Pearlington still has tents, too (but it's not a tent city - they are in front of now unuseable houses). Some of those folks were left with houses that could be gutted and they have a shell to rebuilt from, others were not so lucky. Their houses are mostly still there, but are ruined. They were in 8 ft of water and had various and sundry items in many of them (vaults that floated up out of the cemetary, stray boats, cars, etc.) Insurance - well, same story as everywhere else. As of last weekend the Corps had only been thru once to pick up debris - it's still piled head high on the sides of the narrow roads. This is an area that was poor as dirt before - you can imagine what it's like now. Just wanted to lift this area up for attention as well as the others mentioned (it's across from Slidell, on this side of the river).

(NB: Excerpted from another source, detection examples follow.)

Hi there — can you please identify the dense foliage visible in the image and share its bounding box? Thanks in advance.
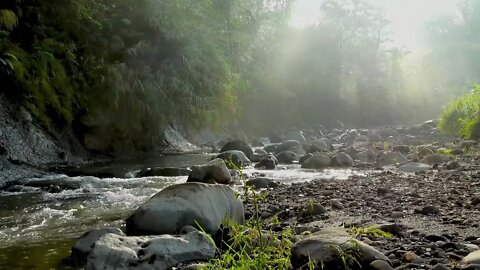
[439,86,480,139]
[0,0,289,151]
[434,0,480,139]
[0,0,480,152]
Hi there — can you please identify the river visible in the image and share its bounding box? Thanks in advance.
[0,154,355,270]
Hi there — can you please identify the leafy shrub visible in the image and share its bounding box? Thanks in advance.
[439,86,480,139]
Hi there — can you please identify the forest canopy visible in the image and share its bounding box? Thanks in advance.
[0,0,480,152]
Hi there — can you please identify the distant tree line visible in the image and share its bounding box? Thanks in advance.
[0,0,480,152]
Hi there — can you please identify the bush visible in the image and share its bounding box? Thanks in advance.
[439,86,480,139]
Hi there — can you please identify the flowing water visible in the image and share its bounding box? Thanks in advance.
[0,154,362,270]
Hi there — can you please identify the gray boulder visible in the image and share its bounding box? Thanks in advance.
[246,178,279,189]
[374,128,399,139]
[275,151,297,164]
[302,153,331,169]
[215,150,253,169]
[126,183,244,235]
[354,150,377,163]
[290,230,389,269]
[332,152,353,167]
[302,141,329,153]
[392,145,410,155]
[72,228,125,267]
[187,158,232,184]
[136,167,191,177]
[375,152,408,168]
[220,140,253,159]
[418,147,435,158]
[85,231,216,270]
[422,154,448,165]
[284,129,305,142]
[368,134,383,143]
[274,140,305,155]
[255,155,278,170]
[462,250,480,267]
[398,162,432,173]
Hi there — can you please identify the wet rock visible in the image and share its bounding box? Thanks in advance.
[462,250,480,265]
[275,151,297,164]
[298,153,313,164]
[246,178,279,189]
[374,128,399,139]
[430,264,450,270]
[302,154,331,169]
[368,134,383,143]
[355,150,377,163]
[276,140,304,154]
[402,251,421,263]
[215,150,253,169]
[220,140,253,159]
[187,158,232,184]
[445,160,460,170]
[180,263,207,270]
[330,200,345,210]
[284,129,305,142]
[302,203,327,217]
[415,205,440,215]
[398,162,432,173]
[290,231,388,269]
[72,228,125,267]
[392,145,410,155]
[255,155,278,170]
[375,152,408,168]
[422,154,448,165]
[332,152,353,167]
[86,232,216,270]
[450,149,464,156]
[302,141,329,153]
[377,223,402,236]
[418,147,435,158]
[251,137,270,148]
[126,183,244,235]
[458,140,478,150]
[136,167,191,177]
[370,260,393,270]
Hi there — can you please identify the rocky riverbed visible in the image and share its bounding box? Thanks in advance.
[0,122,480,270]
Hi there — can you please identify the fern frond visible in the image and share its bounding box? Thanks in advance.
[0,9,18,30]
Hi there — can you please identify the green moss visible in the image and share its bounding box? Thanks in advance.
[439,86,480,139]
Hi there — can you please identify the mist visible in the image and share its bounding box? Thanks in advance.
[240,0,479,134]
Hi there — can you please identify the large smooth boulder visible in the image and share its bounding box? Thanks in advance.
[332,152,353,167]
[220,140,253,159]
[375,128,399,139]
[275,151,297,164]
[276,140,305,154]
[126,183,244,235]
[290,230,389,269]
[187,158,232,184]
[398,162,432,173]
[283,129,305,142]
[85,231,216,270]
[302,141,330,153]
[375,152,408,168]
[72,228,125,267]
[462,250,480,267]
[422,154,448,165]
[255,155,278,170]
[354,150,377,163]
[418,147,435,158]
[216,150,253,169]
[245,177,279,189]
[302,153,332,169]
[136,167,191,177]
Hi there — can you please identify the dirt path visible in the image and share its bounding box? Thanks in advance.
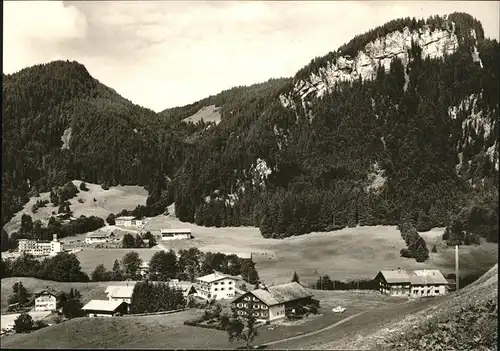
[261,298,441,349]
[259,312,366,347]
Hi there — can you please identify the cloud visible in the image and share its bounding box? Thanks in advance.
[4,1,500,111]
[3,1,87,72]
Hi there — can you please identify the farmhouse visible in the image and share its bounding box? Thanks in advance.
[231,282,319,322]
[82,300,128,317]
[168,279,198,298]
[34,290,66,312]
[139,262,149,278]
[160,229,191,240]
[85,232,115,244]
[196,272,240,300]
[410,269,449,297]
[375,268,410,296]
[105,284,135,304]
[115,216,143,227]
[18,234,63,256]
[375,268,449,297]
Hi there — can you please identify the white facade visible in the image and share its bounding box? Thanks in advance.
[35,293,57,312]
[160,229,191,240]
[115,216,143,227]
[196,274,239,300]
[105,285,134,304]
[269,304,285,321]
[85,233,114,244]
[18,234,63,256]
[410,284,446,297]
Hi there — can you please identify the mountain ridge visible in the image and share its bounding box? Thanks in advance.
[3,14,500,248]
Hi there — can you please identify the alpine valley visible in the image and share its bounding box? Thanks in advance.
[2,13,500,248]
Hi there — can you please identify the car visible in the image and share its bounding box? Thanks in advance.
[332,306,345,313]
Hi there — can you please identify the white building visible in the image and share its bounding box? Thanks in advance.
[231,282,319,322]
[105,283,135,304]
[35,290,64,312]
[160,229,191,240]
[375,268,449,297]
[82,300,128,317]
[115,216,143,227]
[410,269,449,297]
[196,272,240,300]
[18,234,63,256]
[85,232,115,244]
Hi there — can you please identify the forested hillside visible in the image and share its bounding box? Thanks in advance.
[2,61,190,224]
[2,13,500,243]
[171,14,500,240]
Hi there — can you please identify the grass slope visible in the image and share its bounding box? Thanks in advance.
[304,264,498,350]
[2,291,400,349]
[4,180,148,234]
[130,208,498,284]
[182,105,221,124]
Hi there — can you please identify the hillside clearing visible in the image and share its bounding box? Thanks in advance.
[4,180,148,234]
[307,264,498,350]
[138,208,498,284]
[76,248,161,274]
[182,105,221,124]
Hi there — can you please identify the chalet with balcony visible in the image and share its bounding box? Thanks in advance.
[231,282,319,322]
[195,272,240,300]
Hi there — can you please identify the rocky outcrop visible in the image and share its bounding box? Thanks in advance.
[280,23,462,108]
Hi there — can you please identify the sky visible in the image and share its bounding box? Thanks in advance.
[3,1,500,112]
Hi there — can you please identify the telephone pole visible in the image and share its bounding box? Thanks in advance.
[455,245,460,292]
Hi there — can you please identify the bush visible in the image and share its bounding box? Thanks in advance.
[14,313,34,333]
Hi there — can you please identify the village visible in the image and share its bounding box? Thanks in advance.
[2,216,455,335]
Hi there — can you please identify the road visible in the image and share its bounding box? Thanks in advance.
[261,298,442,350]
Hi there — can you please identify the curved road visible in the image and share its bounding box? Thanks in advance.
[259,297,442,349]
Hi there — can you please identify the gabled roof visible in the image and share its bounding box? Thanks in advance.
[196,273,240,283]
[232,282,313,306]
[82,300,126,312]
[106,284,135,299]
[410,269,449,285]
[35,289,64,298]
[377,269,410,283]
[160,228,191,234]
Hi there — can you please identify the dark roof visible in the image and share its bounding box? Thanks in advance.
[377,269,410,283]
[233,282,313,306]
[34,289,64,298]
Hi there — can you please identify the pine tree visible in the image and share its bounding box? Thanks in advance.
[415,244,429,262]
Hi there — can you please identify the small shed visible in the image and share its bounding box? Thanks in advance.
[82,300,128,317]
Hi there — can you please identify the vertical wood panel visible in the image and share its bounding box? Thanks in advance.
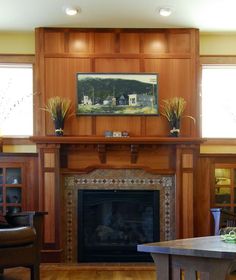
[44,31,65,54]
[182,154,193,168]
[45,58,92,135]
[142,32,167,53]
[44,172,56,243]
[168,33,191,53]
[144,59,196,136]
[182,173,193,238]
[120,33,140,54]
[94,32,116,53]
[44,153,55,168]
[69,32,94,53]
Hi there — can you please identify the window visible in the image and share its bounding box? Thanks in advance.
[0,63,33,136]
[202,64,236,138]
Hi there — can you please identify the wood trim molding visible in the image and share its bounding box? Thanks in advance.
[0,54,35,64]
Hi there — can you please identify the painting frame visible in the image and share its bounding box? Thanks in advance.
[76,72,159,116]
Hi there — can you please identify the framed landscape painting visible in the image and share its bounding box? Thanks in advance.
[76,73,158,115]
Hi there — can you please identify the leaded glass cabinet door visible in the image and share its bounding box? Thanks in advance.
[0,164,24,215]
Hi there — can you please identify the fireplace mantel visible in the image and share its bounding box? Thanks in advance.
[30,136,204,145]
[30,136,203,164]
[30,136,204,261]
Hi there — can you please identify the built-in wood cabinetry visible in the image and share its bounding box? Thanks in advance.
[35,28,199,137]
[0,163,25,215]
[34,28,201,261]
[0,153,39,214]
[194,153,236,236]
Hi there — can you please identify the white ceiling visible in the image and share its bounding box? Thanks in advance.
[0,0,236,32]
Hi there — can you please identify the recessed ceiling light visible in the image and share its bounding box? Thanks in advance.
[65,7,79,16]
[159,8,172,17]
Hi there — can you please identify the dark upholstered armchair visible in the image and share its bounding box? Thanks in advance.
[0,212,46,280]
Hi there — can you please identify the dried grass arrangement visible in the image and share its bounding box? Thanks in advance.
[43,96,71,136]
[160,97,195,137]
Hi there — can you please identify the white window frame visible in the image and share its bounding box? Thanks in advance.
[0,54,35,144]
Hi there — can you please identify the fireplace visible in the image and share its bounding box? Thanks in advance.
[78,190,160,262]
[64,169,175,262]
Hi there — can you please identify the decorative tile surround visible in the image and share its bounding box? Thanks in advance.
[64,169,175,262]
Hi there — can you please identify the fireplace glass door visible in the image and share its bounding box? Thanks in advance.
[78,190,160,262]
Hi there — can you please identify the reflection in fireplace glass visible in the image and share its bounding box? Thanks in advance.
[78,190,159,262]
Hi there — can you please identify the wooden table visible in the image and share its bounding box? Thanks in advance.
[138,236,236,280]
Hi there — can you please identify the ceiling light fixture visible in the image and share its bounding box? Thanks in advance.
[159,8,172,17]
[65,7,78,16]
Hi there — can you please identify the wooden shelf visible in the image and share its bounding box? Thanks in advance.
[29,136,205,145]
[30,136,204,164]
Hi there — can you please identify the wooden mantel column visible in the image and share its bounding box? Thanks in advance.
[31,136,204,262]
[37,143,62,262]
[176,144,200,238]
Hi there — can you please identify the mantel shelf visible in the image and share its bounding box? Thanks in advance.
[30,136,205,145]
[30,136,204,164]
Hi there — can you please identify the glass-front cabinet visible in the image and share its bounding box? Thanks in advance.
[213,164,236,213]
[0,165,24,215]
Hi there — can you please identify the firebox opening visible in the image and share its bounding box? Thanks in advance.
[78,190,160,262]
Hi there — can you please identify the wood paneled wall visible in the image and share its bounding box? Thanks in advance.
[35,28,199,137]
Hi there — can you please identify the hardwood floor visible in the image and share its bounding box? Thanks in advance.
[0,264,156,280]
[0,264,236,280]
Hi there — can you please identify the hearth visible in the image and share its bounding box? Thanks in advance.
[78,190,160,262]
[64,169,175,262]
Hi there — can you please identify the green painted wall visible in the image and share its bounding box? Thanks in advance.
[200,33,236,55]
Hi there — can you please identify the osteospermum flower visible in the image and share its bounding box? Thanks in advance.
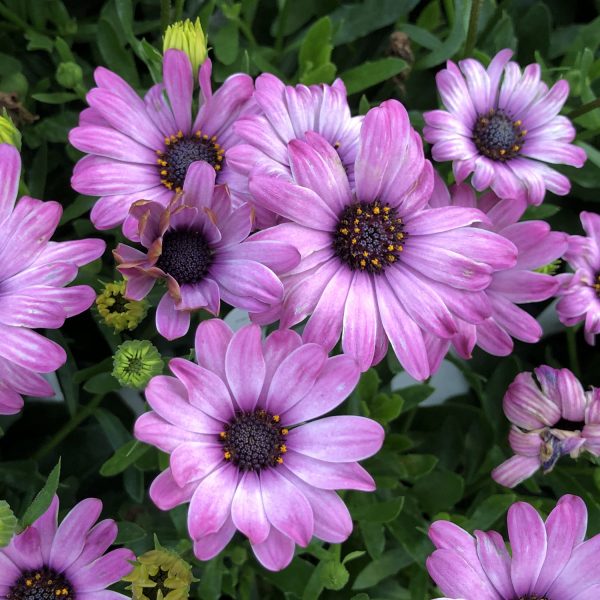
[250,100,516,379]
[492,365,600,487]
[427,495,600,600]
[0,144,105,415]
[430,176,568,358]
[114,162,299,340]
[135,319,383,570]
[0,496,135,600]
[227,73,363,227]
[69,50,254,235]
[423,49,586,204]
[556,212,600,346]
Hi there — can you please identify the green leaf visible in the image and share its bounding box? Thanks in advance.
[352,496,404,523]
[352,548,412,590]
[100,440,150,477]
[340,57,407,95]
[21,458,60,528]
[0,500,17,548]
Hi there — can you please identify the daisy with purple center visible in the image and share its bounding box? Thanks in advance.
[492,365,600,487]
[0,496,135,600]
[227,73,363,228]
[69,50,254,235]
[135,319,384,570]
[250,100,516,379]
[423,49,586,205]
[114,161,299,340]
[556,212,600,346]
[430,176,568,358]
[427,495,600,600]
[0,144,105,415]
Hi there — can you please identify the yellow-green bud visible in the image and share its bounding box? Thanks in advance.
[56,62,83,89]
[0,108,21,150]
[163,19,208,77]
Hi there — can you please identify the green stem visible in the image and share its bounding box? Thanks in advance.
[275,0,290,55]
[567,327,581,379]
[465,0,481,57]
[32,394,104,461]
[567,98,600,119]
[160,0,171,33]
[175,0,185,21]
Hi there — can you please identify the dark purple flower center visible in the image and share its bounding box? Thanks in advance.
[473,109,527,161]
[6,567,75,600]
[156,130,224,192]
[333,200,406,273]
[156,229,212,285]
[219,410,288,471]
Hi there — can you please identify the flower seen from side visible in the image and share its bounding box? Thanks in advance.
[0,144,105,414]
[423,49,586,205]
[492,365,600,487]
[69,50,254,238]
[430,177,568,358]
[556,212,600,346]
[135,319,383,570]
[114,162,299,340]
[427,495,600,600]
[0,496,135,600]
[250,100,516,380]
[228,73,363,227]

I'd like to thank you for running this story about my organization Midwest Help. It was a 6 month adventure that I will never forget. We received our final eviction notice and were told to leave the Biloxi Community Center or face the Biloxi Police Department. I know they have their reasons so I packed up and found a new warehouse. I'm no longer offering free medical services, computer classes, or individual distribution, but I am still receiving donations from all over the country. I use the food and water to support all the volunteer agencies that are in town. The rest I turn over to a local church that distributes the donations to the public. I'll stay there for 2 more months then I'll look at things and see if I'm still needed. Keep up to date by visiting our site at www.MidwestHelp.org
- David Romero
Thanks for the update, David. I wonder if you have time to post updates for us on things going on there that aren't making the mainstream from time to time? Or, if you know someone there who would be a good, straightforward blogger? I would happily provide special blog space in order to keep people here abreast of how we can help, and what we need to know about.